The reason for this is very simple: like humans, pigs are omnivores and will eat pretty much anything you feed them. The easiest way is just to feed them any leftover scraps in the kitchen. If you lived in ancient times and are looking for protein sources with low maintenance but high yield, pork is the best option.

This then begs the question: why did the Jewish and Muslim cultures choose to forego this cheap source of protein? Here are a few interesting things about pigs that may shed light on the topic.

1. Pigs are omnivorous scavengers

Cows, horses, sheep, and goats are herbivores. They eat grass and other vegetation that can be found in their surroundings. This is why cowboys and shepherds existed – their job was to get the cows and sheep herd together to the grazing area to eat, and then herd back together to go back to the farm.

This takes a lot of effort compared to rearing pigs. Pigs are omnivorous scavengers, meaning you can feed them just about anything. The good thing is that they’ll eat anything. The bad thing is that – they’ll eat anything. This includes carrion and refuse. This is what has turned the Jewish and Muslim cultures from the consumption of pork.

2. Banning pork is a huge investment

From a religious point of view, we do not eat pork because it is forbidden in the scripture and we want to be good Muslims. But from a socio-economic perspective, banning pork can be seen as an investment in hygiene and optimal health.

The reason I call it an investment is because it is undeniable that pork consumption was what helped many civilizations to grow into huge empires, for example the Chinese and other East Asian peoples. In fact China is still the leading producer of pigs worldwide. The banning of pork means that the Jewish and Muslim societies had to figure out how to maximize other protein sources.

3. Pigs were replaced by chicken for most Middle Eastern cultures

Knowing what we know now, it’s easy to see why pork was popular in East Asian cultures. Pigs need a steady supply of water and feed, and both of these were in abundance in the paddy fields of Asia. They have abundant rivers, and hence ample vegetation with which to feed the pigs.

In the arid deserts of the Middle East where water is more precious, this can become a problem. Therefore the middle eastern societies preferred to raise sheep, goats, and cattle. Unlike pigs, sheep and goats can be herded over longer distances. This is why the Ottoman Turks had a diet that is heavily reliant on meat and fats. It was not until they settled in Anatolia that they started to add fruits and grains into their diet.

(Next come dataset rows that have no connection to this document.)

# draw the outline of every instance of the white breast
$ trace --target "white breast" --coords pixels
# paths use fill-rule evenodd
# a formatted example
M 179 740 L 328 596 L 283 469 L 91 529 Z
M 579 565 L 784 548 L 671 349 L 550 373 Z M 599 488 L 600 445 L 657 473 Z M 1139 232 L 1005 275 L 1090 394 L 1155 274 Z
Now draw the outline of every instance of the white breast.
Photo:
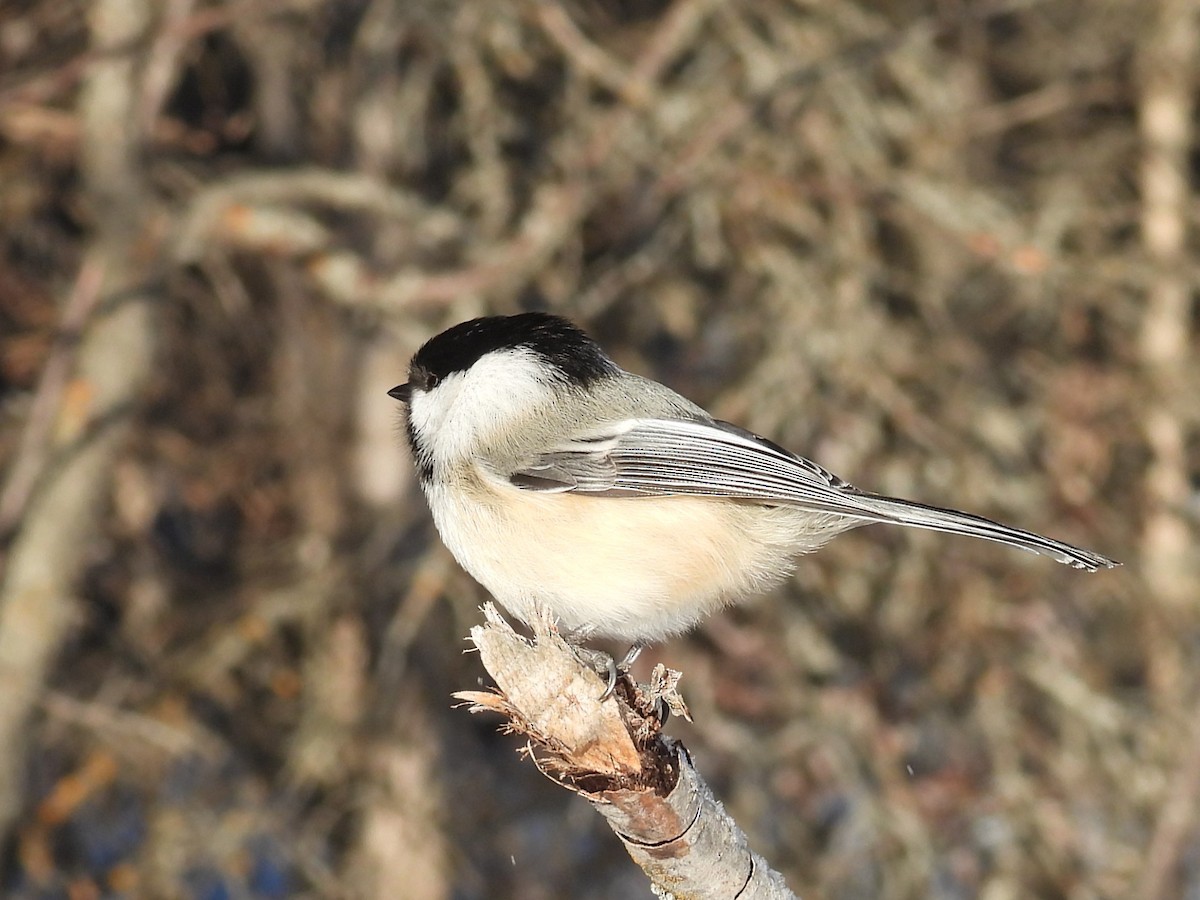
M 698 497 L 522 491 L 482 474 L 426 487 L 458 563 L 512 614 L 534 604 L 568 630 L 661 641 L 782 577 L 797 546 L 786 509 Z

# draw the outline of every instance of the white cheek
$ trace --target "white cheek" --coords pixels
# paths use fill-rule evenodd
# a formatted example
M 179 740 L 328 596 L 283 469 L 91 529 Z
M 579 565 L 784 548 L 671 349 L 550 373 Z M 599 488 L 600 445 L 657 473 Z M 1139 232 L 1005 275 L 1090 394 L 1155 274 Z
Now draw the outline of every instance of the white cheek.
M 553 396 L 544 364 L 528 350 L 496 350 L 432 391 L 418 392 L 410 415 L 419 439 L 437 462 L 479 452 L 481 445 Z

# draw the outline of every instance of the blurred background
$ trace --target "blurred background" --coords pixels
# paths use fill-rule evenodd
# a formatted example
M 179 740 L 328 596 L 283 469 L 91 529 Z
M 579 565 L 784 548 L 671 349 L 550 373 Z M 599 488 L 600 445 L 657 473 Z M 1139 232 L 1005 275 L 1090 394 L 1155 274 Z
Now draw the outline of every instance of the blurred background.
M 0 894 L 640 898 L 386 390 L 544 308 L 859 486 L 643 654 L 805 898 L 1200 896 L 1192 0 L 0 0 Z M 644 670 L 638 670 L 644 676 Z

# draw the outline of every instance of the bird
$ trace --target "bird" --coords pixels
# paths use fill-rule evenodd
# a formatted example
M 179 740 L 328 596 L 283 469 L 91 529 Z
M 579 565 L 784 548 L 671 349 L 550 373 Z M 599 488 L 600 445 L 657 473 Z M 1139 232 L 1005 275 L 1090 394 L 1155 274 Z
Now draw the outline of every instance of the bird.
M 455 559 L 527 624 L 641 648 L 788 577 L 872 523 L 968 535 L 1097 571 L 1088 550 L 982 516 L 859 490 L 620 368 L 546 312 L 431 337 L 389 391 Z M 610 679 L 611 684 L 611 679 Z

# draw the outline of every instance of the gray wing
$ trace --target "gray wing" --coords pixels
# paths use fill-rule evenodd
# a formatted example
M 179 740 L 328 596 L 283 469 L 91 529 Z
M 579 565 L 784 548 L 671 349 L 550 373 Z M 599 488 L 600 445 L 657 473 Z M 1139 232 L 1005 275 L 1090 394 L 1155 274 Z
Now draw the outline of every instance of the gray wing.
M 1094 571 L 1111 559 L 958 510 L 859 491 L 810 460 L 715 420 L 628 419 L 510 474 L 517 487 L 605 497 L 725 497 L 998 541 Z
M 511 480 L 540 491 L 727 497 L 845 515 L 865 511 L 846 502 L 847 492 L 858 492 L 832 472 L 715 420 L 629 419 L 554 448 Z

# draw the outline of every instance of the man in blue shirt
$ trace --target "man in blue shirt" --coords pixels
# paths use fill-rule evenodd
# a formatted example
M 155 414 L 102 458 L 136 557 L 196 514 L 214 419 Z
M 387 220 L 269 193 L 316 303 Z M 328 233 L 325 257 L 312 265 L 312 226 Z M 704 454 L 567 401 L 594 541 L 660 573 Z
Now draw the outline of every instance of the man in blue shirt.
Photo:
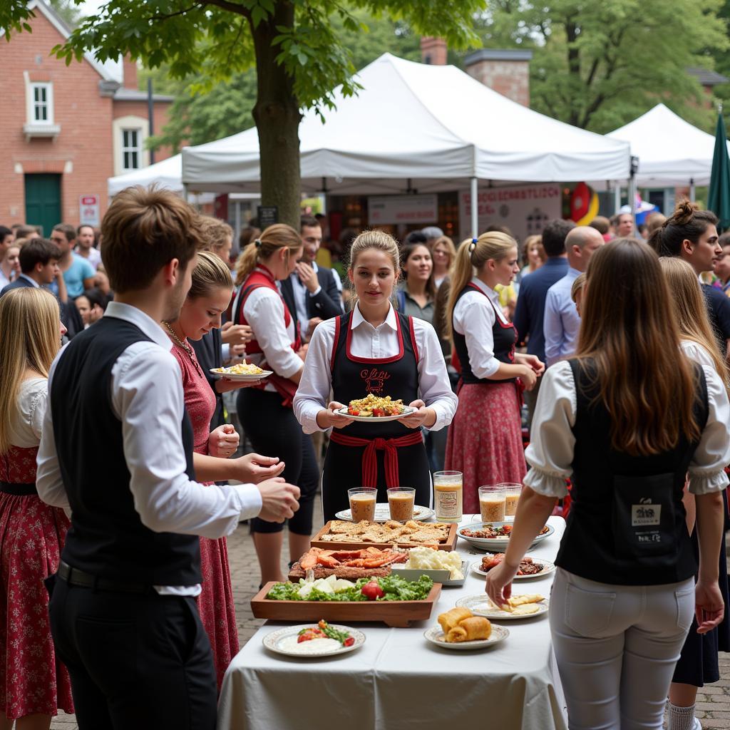
M 580 318 L 570 296 L 573 282 L 588 269 L 593 252 L 604 244 L 603 237 L 594 228 L 579 226 L 565 239 L 568 273 L 548 290 L 542 332 L 545 339 L 545 366 L 569 358 L 578 342 Z
M 575 224 L 572 221 L 561 219 L 549 220 L 545 224 L 542 229 L 542 247 L 548 260 L 537 271 L 526 276 L 520 284 L 514 320 L 519 344 L 524 345 L 526 342 L 527 352 L 530 355 L 537 355 L 542 362 L 545 358 L 545 341 L 542 334 L 545 297 L 548 290 L 558 279 L 562 279 L 568 271 L 565 237 L 575 227 Z M 529 423 L 532 422 L 540 383 L 538 378 L 537 385 L 525 393 Z

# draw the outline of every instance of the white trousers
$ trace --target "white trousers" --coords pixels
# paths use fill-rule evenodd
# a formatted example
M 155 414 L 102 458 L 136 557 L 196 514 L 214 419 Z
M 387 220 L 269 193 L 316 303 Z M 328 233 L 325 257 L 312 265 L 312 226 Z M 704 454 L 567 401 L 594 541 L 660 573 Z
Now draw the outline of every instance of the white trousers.
M 570 730 L 661 729 L 694 614 L 694 577 L 611 585 L 558 568 L 550 625 Z

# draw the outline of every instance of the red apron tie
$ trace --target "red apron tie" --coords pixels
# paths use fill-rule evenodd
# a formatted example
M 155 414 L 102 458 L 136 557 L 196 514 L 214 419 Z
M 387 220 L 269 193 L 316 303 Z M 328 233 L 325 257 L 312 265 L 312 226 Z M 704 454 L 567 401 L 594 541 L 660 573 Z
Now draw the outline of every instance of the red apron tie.
M 399 487 L 398 474 L 398 449 L 402 446 L 415 446 L 423 442 L 420 431 L 407 434 L 397 439 L 358 439 L 354 436 L 345 436 L 337 431 L 330 434 L 329 440 L 340 446 L 364 446 L 362 464 L 362 485 L 364 487 L 377 486 L 377 450 L 384 450 L 385 467 L 385 485 L 388 487 Z

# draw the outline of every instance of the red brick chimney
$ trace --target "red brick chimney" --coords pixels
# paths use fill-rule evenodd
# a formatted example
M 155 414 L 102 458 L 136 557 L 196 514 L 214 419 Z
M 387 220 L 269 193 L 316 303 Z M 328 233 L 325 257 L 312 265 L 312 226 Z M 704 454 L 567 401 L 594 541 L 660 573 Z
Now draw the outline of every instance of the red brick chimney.
M 128 55 L 122 60 L 122 85 L 126 89 L 137 90 L 137 61 L 132 61 Z
M 446 41 L 425 36 L 420 39 L 420 60 L 431 66 L 446 65 Z

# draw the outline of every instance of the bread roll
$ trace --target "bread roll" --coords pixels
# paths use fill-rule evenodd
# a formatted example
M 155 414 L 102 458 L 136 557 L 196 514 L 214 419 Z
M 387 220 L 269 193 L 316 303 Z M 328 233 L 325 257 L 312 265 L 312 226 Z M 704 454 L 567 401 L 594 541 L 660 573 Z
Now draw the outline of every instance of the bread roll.
M 441 624 L 441 630 L 445 634 L 448 634 L 460 621 L 473 615 L 474 614 L 468 608 L 461 607 L 452 608 L 450 611 L 439 615 L 439 623 Z

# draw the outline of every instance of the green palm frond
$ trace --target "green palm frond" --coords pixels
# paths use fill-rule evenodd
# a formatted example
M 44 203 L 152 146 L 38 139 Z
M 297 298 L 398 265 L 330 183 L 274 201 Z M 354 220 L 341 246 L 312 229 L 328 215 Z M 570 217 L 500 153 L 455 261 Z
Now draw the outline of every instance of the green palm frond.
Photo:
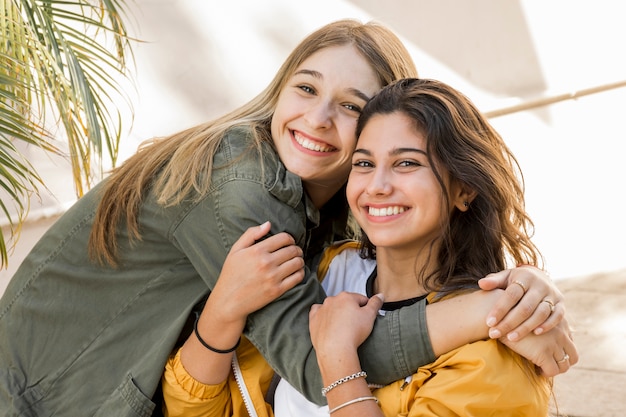
M 132 111 L 120 84 L 132 58 L 124 11 L 117 0 L 0 0 L 0 187 L 17 221 L 8 202 L 0 201 L 0 210 L 12 233 L 30 195 L 45 186 L 14 141 L 61 153 L 45 129 L 61 127 L 79 197 L 104 175 L 104 158 L 116 165 L 119 104 Z M 5 266 L 1 235 L 0 255 Z

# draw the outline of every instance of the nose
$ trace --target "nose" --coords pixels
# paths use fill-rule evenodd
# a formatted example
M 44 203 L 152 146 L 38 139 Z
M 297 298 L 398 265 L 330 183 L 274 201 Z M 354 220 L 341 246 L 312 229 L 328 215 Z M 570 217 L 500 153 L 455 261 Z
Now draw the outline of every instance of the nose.
M 331 103 L 318 100 L 308 108 L 304 120 L 313 129 L 326 129 L 333 123 L 333 113 Z
M 391 193 L 392 185 L 390 173 L 382 168 L 375 168 L 371 173 L 370 181 L 367 183 L 366 191 L 372 196 L 388 195 Z

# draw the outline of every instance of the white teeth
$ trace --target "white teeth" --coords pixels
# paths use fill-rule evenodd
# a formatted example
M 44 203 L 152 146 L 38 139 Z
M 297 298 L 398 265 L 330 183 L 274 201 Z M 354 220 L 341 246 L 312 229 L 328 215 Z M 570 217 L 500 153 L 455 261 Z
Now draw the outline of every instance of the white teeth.
M 404 213 L 404 207 L 391 206 L 385 208 L 369 208 L 369 215 L 374 217 L 393 216 L 394 214 Z
M 303 148 L 307 148 L 316 152 L 331 152 L 333 150 L 333 148 L 329 146 L 322 146 L 319 143 L 311 142 L 310 140 L 301 137 L 297 133 L 294 133 L 293 136 L 296 138 L 296 142 L 298 142 Z

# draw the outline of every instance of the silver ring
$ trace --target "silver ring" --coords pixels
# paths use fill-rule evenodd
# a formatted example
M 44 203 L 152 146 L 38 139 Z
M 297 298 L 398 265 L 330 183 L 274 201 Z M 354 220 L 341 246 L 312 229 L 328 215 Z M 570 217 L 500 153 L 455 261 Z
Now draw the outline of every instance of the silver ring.
M 554 303 L 552 302 L 552 300 L 546 298 L 542 301 L 542 303 L 548 303 L 550 305 L 550 313 L 554 313 Z
M 513 284 L 519 285 L 522 288 L 522 291 L 524 292 L 524 294 L 526 294 L 526 285 L 522 281 L 515 280 L 513 281 Z

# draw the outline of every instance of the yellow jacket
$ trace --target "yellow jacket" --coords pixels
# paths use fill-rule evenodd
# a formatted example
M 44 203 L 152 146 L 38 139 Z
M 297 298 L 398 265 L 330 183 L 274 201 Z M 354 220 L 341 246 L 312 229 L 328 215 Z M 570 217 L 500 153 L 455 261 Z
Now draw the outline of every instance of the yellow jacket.
M 166 417 L 273 417 L 265 393 L 269 389 L 274 371 L 259 351 L 242 337 L 237 348 L 233 372 L 221 384 L 206 385 L 191 377 L 180 361 L 180 350 L 166 364 L 162 379 Z M 248 400 L 244 401 L 238 381 L 245 383 Z M 244 382 L 245 381 L 245 382 Z M 247 406 L 254 408 L 249 413 Z
M 356 249 L 350 248 L 351 245 L 345 245 L 338 251 L 334 247 L 335 250 L 327 252 L 332 252 L 334 259 L 344 250 L 354 251 L 342 260 L 351 265 L 359 257 Z M 327 276 L 329 266 L 332 270 L 329 264 L 320 264 L 320 272 L 324 272 L 320 277 Z M 431 294 L 429 301 L 435 302 L 434 298 Z M 235 364 L 234 368 L 241 368 L 255 412 L 258 416 L 273 417 L 265 402 L 272 369 L 245 339 L 236 357 L 238 366 Z M 166 416 L 248 416 L 234 375 L 237 372 L 231 372 L 222 384 L 204 385 L 189 376 L 178 354 L 172 356 L 163 378 Z M 538 376 L 531 363 L 496 340 L 482 340 L 442 355 L 412 376 L 375 389 L 373 393 L 385 416 L 535 417 L 548 415 L 550 391 L 550 381 Z

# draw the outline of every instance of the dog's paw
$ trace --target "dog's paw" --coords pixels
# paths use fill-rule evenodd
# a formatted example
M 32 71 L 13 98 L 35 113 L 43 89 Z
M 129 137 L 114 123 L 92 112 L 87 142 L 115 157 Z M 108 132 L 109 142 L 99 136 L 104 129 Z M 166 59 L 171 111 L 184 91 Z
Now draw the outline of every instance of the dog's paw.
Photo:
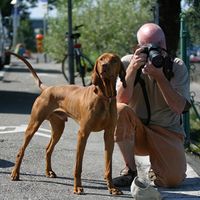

Early Mesopotamian cultures did rear both sheep and pigs as livestock, and slowly started to ban them starting with the Jews and later the Muslims. One theory is because they started rearing chickens circa 1000 BC. Chickens require less space and water compared to pigs, are easier to move around, and as a bonus, they also lay eggs which in itself is a very precious food source.

So instead of rearing both pigs and chickens, they started to just focus on chickens to save water and feed. The Middle East today are one of the biggest consumers of chicken and eggs.

4. Banning pork might also be a status thing

Pork is easier to raise than goats, sheep, and cows, which makes it a very cheap source of protein, together with chicken. It takes way more time and resources to produce 1kg of mutton and beef compared to 1kg of pork. So if a tribe comes out saying they will abstain from pork and only eat beef and mutton, that might be a signal to their status compared to other tribes.

The banning of pork happened way before the introduction of chicken to the Middle East, and beef and seafood has always been exorbitantly expensive, so the only forms of meat available were pork and mutton. The Ancient Egyptians did consider pork a lower status meat though, and only poorer Egyptians ate pork.


There really is no good answer for why Jews and Muslims are forbidden to consume pork, aside from the fact that it is dictated by scripture. However, it’s still fun to read and study about the role that pork consumption has played in human civilization, and also how the banning relates to socioeconomics of the Middle East.